In the 1980s and the early 1990s, a diverse group of dedicated people recognized the need for a land trust in Western New York. Throughout the region, forests and farmlands were being lost to rapid urban expansion, even as the region lost population. After many meetings, thoughtful discussions, and much paperwork, the Western New York Land Conservancy was formally registered as a new not-for-profit organization in 1991.
At its beginning, the Land Conservancy was an all-volunteer group. The dedicated organizers spent much of their time getting the word out to landowners and likeminded farmers and conservationists.

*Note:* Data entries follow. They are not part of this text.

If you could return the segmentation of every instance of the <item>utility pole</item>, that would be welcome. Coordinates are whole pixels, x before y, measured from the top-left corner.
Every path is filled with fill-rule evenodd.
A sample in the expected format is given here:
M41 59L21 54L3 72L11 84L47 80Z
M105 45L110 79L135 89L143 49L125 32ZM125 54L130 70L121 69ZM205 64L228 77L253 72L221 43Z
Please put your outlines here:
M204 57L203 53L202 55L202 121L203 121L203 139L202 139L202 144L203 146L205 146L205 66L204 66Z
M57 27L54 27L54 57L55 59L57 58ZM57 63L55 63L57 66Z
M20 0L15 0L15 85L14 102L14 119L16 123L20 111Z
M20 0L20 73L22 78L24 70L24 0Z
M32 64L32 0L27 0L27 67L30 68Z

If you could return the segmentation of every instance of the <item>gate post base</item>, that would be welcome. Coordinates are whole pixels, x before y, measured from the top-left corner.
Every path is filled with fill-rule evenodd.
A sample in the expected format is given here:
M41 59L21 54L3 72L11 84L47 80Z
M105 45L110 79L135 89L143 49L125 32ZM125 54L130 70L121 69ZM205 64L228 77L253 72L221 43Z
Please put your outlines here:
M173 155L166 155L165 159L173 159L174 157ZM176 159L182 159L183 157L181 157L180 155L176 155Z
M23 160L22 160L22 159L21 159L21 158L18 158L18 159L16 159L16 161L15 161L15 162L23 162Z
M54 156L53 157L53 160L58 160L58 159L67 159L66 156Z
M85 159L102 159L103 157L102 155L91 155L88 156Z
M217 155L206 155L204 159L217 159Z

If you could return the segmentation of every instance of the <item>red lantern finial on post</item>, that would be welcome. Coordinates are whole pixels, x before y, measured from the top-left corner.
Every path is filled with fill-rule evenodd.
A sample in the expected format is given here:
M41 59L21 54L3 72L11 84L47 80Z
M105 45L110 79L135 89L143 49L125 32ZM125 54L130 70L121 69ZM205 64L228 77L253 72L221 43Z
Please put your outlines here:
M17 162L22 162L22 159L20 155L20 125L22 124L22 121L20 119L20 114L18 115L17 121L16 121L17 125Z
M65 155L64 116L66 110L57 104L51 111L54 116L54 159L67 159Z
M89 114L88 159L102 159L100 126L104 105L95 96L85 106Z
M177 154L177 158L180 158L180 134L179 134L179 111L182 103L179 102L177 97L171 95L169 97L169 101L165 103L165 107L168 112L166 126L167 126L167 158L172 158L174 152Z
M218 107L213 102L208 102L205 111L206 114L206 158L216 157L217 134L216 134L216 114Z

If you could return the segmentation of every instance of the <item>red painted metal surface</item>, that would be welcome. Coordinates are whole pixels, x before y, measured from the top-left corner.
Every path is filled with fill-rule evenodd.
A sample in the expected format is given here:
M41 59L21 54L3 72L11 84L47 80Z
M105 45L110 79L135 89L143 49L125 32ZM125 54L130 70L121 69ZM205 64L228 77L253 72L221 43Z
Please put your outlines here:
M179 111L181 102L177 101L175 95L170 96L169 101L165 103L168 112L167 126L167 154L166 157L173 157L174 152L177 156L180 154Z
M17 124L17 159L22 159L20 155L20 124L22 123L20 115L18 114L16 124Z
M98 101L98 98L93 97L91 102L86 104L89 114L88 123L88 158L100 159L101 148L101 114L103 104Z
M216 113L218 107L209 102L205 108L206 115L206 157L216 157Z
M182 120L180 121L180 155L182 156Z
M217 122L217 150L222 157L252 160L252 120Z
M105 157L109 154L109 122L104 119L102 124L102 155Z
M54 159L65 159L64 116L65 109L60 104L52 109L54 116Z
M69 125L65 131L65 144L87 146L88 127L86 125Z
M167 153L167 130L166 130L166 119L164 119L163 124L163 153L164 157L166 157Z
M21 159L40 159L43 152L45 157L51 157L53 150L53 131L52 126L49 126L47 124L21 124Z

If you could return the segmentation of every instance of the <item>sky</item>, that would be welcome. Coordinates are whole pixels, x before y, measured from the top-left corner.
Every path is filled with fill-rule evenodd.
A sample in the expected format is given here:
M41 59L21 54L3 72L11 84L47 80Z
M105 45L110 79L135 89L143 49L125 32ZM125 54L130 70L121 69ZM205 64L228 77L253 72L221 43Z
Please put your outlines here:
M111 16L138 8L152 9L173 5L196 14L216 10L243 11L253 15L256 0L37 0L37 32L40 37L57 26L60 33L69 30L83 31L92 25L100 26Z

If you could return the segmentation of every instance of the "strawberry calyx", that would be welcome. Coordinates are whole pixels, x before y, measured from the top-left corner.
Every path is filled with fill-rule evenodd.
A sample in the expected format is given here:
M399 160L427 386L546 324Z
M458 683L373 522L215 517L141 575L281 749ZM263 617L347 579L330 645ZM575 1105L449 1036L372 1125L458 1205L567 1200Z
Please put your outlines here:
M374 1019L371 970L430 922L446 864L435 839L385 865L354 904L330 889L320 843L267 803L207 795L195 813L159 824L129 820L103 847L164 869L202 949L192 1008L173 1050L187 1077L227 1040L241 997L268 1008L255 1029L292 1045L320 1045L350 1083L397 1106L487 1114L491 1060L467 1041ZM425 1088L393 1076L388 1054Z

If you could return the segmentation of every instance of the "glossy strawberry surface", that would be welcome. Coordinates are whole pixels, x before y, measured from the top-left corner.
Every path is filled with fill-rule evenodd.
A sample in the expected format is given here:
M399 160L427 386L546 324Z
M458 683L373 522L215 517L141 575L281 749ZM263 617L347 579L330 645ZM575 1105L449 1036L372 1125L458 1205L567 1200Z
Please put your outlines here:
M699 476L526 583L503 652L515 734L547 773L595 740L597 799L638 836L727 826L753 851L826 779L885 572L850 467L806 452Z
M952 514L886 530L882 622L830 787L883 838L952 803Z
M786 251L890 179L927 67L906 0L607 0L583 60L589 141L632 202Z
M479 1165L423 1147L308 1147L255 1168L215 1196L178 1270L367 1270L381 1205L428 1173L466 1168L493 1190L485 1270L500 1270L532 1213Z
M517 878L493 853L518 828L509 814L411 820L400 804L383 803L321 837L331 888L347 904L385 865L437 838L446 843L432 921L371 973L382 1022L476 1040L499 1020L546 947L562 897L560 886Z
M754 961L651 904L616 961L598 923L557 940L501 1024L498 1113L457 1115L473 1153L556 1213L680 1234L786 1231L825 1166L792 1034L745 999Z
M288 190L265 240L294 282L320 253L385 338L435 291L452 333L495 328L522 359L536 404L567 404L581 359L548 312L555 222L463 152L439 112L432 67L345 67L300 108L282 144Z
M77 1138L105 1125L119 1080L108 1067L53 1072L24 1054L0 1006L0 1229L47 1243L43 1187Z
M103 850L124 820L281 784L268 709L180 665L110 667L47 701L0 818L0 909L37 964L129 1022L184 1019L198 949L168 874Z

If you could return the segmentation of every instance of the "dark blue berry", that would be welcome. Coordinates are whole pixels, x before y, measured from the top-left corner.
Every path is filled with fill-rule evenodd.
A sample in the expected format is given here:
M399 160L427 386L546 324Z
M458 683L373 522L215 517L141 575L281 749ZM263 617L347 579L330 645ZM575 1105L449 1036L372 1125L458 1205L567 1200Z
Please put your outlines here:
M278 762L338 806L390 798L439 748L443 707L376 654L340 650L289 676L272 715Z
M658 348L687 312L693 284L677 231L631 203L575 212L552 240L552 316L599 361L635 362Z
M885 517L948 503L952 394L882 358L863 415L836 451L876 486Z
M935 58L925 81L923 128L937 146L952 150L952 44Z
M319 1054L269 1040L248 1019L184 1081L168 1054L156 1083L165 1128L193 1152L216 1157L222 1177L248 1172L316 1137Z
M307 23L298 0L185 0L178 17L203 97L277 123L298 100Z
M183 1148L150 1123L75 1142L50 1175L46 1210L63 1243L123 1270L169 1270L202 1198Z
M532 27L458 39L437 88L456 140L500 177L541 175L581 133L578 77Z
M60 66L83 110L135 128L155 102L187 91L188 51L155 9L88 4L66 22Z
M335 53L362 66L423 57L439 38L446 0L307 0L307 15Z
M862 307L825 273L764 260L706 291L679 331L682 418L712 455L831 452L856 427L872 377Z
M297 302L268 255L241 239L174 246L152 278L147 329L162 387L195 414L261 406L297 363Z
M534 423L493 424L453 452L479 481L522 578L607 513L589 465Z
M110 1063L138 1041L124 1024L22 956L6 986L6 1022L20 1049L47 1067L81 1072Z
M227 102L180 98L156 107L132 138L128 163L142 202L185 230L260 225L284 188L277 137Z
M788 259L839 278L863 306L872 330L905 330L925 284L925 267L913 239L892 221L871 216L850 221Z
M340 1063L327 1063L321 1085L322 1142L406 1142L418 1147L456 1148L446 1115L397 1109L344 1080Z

It wasn’t until 1995 that we protected our first properties: the thirty acres in Elma between Buffalo and Little Buffalo Creek donated by Robert and Marie Janusz, the twelve acres of wetlands along Spring Brook in the Town of Concord donated by Robert and Patricia Andrews, and the four-acre wooded parcel near Franklin Gulf in Eden donated by Maurice Spectoroff. Soon after, we signed our first conservation easement, Gun Creek Woods on Grand Island.
By 1997 we had over 300 members. The same year we hired our first paid staff, and by the following year we would have our first full-time executive director. New properties kept coming in and we would soon have offices at the Farm and Home Center on the Roycroft Campus in East Aurora.
Our impact would begin growing exponentially. In November of 2000, after a long capital campaign, we purchased the crown jewel of our protected properties: Kenneglenn Scenic and Nature Preserve in the Town of Wales. This 133-acre preserve includes portions of Hunters Creek and a spectacular gorge, as well as forests and meadows. Shortly afterwards, we began farmland protection programs in Amherst, Marilla, and then Clarence. In 2006, we placed conservation easements on the 1,256-acre Nature View Park in Amherst, our largest protected property.
Today, we work from a beautiful office at Kenneglenn. We have six staff and more than 900 members, hold a series of nature hikes on our protected properties each year, and have helped protect more than 6,000 acres of natural lands, farms, and scenic properties throughout Western New York.